Office Licensing Service and Azure Cosmos DB part 1: Migrating the production workload

This post is part 1 of a two-part series about how organizations use Azure Cosmos DB to meet real world needs, and the difference it’s making to them. In part 1, we explore the challenges that led the Microsoft Office Licensing Service team to move from Azure Table storage to Azure Cosmos DB, and how it migrated its production workload to the new service. In part 2, we examine the outcomes resulting from the team’s efforts.

The challenge: Limited throughput and other capabilities

At Microsoft, the Office Licensing Service (OLS) supports activation of the Microsoft Office client on millions of devices around the world—including Windows, Mac, tablets, and mobile. It stores information such as machine ID, product ID, activation count, expiration date, and more. OLS is accessed by the Office client more than more than 240 million times per day by users around the world, with the first call coming from the client upon license activation and then every 2-3 days thereafter as the client checks to make sure the license is still valid.

Until recently, OLS relied on Azure Table storage for its backend data store, which contained about 5 TB of data spread across 18 tables—with separate tables used for different license categories such as consumer, enterprise, and OEM pre-installation.

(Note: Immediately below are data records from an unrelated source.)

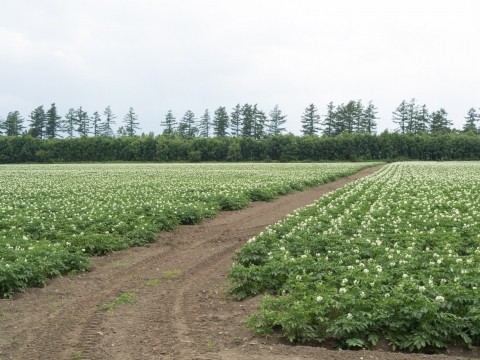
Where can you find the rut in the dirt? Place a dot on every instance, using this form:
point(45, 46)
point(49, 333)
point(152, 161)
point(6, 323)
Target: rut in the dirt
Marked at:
point(180, 309)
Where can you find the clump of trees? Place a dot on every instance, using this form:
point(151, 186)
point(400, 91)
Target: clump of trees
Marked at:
point(243, 133)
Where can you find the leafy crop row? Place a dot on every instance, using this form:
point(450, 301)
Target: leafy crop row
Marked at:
point(394, 256)
point(52, 217)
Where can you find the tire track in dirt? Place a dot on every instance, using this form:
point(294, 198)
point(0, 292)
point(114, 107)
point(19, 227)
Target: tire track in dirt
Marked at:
point(180, 310)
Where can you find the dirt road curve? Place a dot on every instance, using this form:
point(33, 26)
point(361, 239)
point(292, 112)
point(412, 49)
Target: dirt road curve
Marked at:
point(176, 304)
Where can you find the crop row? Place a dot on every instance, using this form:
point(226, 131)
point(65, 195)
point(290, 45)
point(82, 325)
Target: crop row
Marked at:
point(52, 217)
point(392, 257)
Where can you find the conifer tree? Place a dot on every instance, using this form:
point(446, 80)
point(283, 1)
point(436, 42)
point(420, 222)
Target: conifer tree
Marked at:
point(439, 121)
point(205, 124)
point(106, 126)
point(13, 124)
point(38, 120)
point(236, 121)
point(400, 116)
point(82, 121)
point(247, 120)
point(259, 119)
point(220, 122)
point(275, 122)
point(53, 122)
point(169, 124)
point(187, 128)
point(131, 123)
point(310, 120)
point(329, 120)
point(369, 116)
point(69, 123)
point(96, 124)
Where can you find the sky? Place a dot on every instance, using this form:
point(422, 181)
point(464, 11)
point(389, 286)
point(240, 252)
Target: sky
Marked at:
point(179, 55)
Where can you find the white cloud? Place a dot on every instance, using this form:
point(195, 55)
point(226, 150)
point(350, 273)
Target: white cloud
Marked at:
point(179, 55)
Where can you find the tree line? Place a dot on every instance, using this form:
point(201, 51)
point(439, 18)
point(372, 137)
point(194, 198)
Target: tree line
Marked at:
point(246, 120)
point(454, 145)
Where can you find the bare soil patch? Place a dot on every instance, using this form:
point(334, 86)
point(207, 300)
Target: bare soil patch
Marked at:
point(165, 301)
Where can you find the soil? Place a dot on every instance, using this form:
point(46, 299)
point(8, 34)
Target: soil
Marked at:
point(176, 303)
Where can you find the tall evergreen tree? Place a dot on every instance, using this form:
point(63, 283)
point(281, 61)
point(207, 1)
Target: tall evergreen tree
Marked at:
point(471, 120)
point(247, 120)
point(412, 117)
point(236, 121)
point(82, 121)
point(96, 124)
point(38, 120)
point(220, 122)
point(187, 128)
point(400, 116)
point(348, 117)
point(439, 121)
point(131, 123)
point(369, 116)
point(357, 116)
point(259, 119)
point(205, 124)
point(13, 124)
point(329, 120)
point(69, 123)
point(423, 120)
point(310, 120)
point(169, 124)
point(276, 121)
point(54, 124)
point(106, 126)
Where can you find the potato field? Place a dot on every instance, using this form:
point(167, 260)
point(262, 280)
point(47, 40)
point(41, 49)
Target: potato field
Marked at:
point(392, 257)
point(52, 217)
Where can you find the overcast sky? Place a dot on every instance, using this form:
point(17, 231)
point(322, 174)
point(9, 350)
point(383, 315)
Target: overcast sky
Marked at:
point(157, 55)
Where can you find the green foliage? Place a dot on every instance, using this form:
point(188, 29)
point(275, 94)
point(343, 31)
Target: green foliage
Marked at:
point(283, 148)
point(393, 257)
point(54, 216)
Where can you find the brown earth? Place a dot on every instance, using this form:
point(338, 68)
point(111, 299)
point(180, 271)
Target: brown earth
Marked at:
point(179, 307)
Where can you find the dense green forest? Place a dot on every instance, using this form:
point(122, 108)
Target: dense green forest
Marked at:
point(164, 148)
point(345, 132)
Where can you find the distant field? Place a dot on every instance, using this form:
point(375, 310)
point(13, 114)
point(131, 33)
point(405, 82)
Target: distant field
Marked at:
point(393, 257)
point(53, 216)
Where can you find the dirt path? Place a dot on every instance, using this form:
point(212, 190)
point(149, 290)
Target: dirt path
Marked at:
point(178, 305)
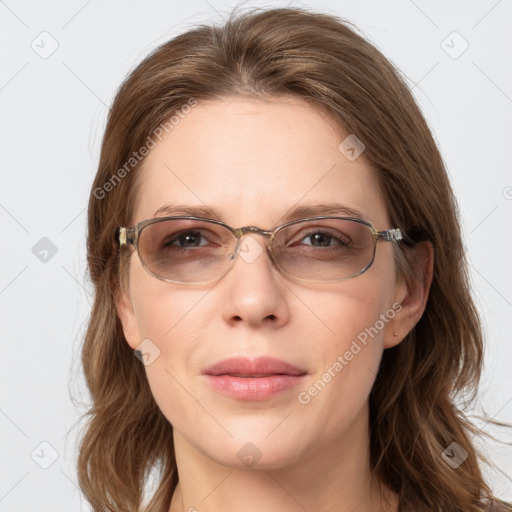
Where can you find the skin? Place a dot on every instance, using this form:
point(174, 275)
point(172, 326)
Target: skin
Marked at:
point(254, 160)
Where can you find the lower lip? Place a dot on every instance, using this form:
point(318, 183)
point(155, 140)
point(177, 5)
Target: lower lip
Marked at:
point(253, 388)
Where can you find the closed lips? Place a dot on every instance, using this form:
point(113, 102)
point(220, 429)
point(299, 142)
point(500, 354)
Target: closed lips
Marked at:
point(259, 367)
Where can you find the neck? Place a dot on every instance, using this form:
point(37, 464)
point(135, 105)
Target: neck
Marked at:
point(334, 477)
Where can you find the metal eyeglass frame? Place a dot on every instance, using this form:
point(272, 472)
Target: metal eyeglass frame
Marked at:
point(130, 236)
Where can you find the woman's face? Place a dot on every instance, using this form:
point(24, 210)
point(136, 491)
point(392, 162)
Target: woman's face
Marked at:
point(253, 161)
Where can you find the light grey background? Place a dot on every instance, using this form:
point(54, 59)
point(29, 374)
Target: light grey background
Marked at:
point(53, 111)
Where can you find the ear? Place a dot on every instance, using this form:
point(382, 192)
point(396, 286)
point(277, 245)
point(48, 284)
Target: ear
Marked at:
point(128, 319)
point(412, 297)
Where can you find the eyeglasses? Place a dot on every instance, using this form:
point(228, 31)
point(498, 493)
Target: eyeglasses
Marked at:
point(194, 250)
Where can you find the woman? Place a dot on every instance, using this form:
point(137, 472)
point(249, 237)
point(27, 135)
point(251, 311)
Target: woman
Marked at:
point(309, 361)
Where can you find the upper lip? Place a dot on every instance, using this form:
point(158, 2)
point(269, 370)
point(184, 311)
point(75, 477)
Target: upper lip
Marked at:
point(259, 367)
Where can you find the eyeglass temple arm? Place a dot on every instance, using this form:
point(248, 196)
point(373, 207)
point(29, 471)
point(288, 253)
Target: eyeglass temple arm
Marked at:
point(125, 236)
point(391, 235)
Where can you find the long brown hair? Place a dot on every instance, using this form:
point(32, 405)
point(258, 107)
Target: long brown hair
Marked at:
point(321, 59)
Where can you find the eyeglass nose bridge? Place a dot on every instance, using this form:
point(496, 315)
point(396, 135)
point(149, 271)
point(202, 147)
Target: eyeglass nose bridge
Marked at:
point(245, 230)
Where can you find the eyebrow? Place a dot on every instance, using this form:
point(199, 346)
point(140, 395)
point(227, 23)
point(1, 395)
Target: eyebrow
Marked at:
point(295, 213)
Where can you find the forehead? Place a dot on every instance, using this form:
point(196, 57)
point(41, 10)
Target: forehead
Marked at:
point(253, 160)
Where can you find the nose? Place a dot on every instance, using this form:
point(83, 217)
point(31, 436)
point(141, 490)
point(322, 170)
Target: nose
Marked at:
point(253, 290)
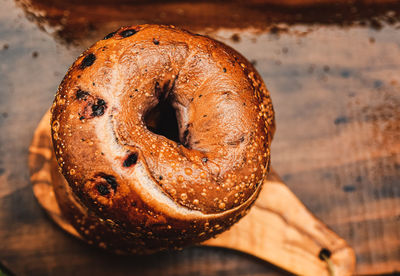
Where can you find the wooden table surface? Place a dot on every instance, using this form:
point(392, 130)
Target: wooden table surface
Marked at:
point(335, 88)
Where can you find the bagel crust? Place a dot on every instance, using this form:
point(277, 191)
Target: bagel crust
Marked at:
point(129, 188)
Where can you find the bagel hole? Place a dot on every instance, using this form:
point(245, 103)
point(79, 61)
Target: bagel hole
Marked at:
point(162, 120)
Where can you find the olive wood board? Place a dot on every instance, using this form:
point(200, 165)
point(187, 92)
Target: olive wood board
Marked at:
point(278, 229)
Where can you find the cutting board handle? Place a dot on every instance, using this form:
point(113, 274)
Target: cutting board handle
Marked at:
point(280, 230)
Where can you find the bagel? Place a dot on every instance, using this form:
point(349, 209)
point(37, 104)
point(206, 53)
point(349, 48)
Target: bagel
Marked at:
point(163, 138)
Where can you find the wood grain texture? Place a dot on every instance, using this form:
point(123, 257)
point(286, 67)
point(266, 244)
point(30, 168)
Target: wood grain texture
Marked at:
point(278, 229)
point(335, 88)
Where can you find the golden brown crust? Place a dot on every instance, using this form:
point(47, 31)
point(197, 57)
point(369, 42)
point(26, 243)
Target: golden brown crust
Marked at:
point(176, 193)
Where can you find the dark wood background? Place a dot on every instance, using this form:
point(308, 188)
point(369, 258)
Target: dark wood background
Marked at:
point(335, 87)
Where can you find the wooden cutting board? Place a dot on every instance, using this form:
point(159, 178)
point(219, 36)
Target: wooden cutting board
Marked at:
point(278, 229)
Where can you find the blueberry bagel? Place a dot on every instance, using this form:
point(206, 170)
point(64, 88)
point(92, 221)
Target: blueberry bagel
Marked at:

In early 2018, after years of continued workload growth, the OLS service began approaching the point where it would require more throughput than Table storage could deliver. If the issue wasn’t addressed, the inherent throughput limit of Table storage would begin to threaten overall service quality to the detriment of millions of users worldwide.

Danny Cheng, a software engineer at Microsoft, who leads the OLS development team explains:

“Each Table storage account has a fixed maximum throughput and doesn’t scale past that. By 2018, OLS was running low on available storage throughput, and, given that we were already maintaining each table in its own Table storage account, there was no way for us to get more throughput to serve more requests from our customers. We were being throttled during peak usage hours for the OLS service, so we had to find a more scalable storage backend soon.

In looking for a long-term solution to its storage needs, the OLS team wanted more than just additional throughput. We wanted the ability to deploy OLS in different regions around the world, as a means of minimizing latency by putting copies of the service closer to where our users are. But with Table storage, geo-replication capabilities are fairly limited.”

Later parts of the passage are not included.